Unflinching commitment to values continue to remain at the core of Wipro. Mr Premji strongly believes that ordinary people are capable of extraordinary things when organised into highly charged teams. Mr Premji firmly believes that businesses must employ ethical, fair and ecologically sustainable business practices and must actively engage with fundamental societal issues. Wipro’s deep and focused social and environmental initiatives span its worldwide operational footprint, leading to Wipro being recognised as a global leader in sustainability.
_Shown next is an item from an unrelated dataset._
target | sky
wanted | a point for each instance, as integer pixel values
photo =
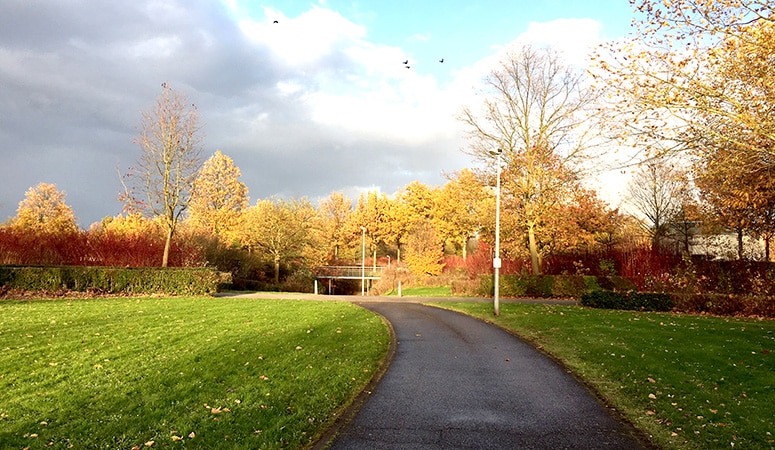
(316, 103)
In 2001, Mr Premji established the Azim Premji Foundation, a not for profit organisation, with a vision of contributing towards a just, equitable, humane and sustainable society. Today, the Foundation’s work spans across education and other critical fields of human development and justice. Mr Premji’s donations to the endowments of the Azim Premji Foundation valued as of end-June 2021, at Rs.2,62,000 crores, USD 35 billion, make it one of the largest foundations in the world. When the pandemic broke out last year in 2020, Azim Premji Foundation and Wipro group committed Rs.1125 crores to Covid relief, and this year, in 2021, the Foundation has increased this commitment by another 1,000 crores.
Over the years, Mr Premji has received various honours and accolades, which he considers as recognitions for the team of Wipro and the Foundation. Apart from being conferred with honorary doctorates by Indian and global universities, the Republic of France bestowed upon him the Legion of Honour. In January 2011, the Indian government conferred on him the Padma Vibhushan, the second-highest civilian award in India. The Carnegie Medal of Philanthropy was bestowed on him in 2017, hailing the conscience, integrity, and compassion that have guided his visionary giving with invaluable benefits to both the nation and to the world.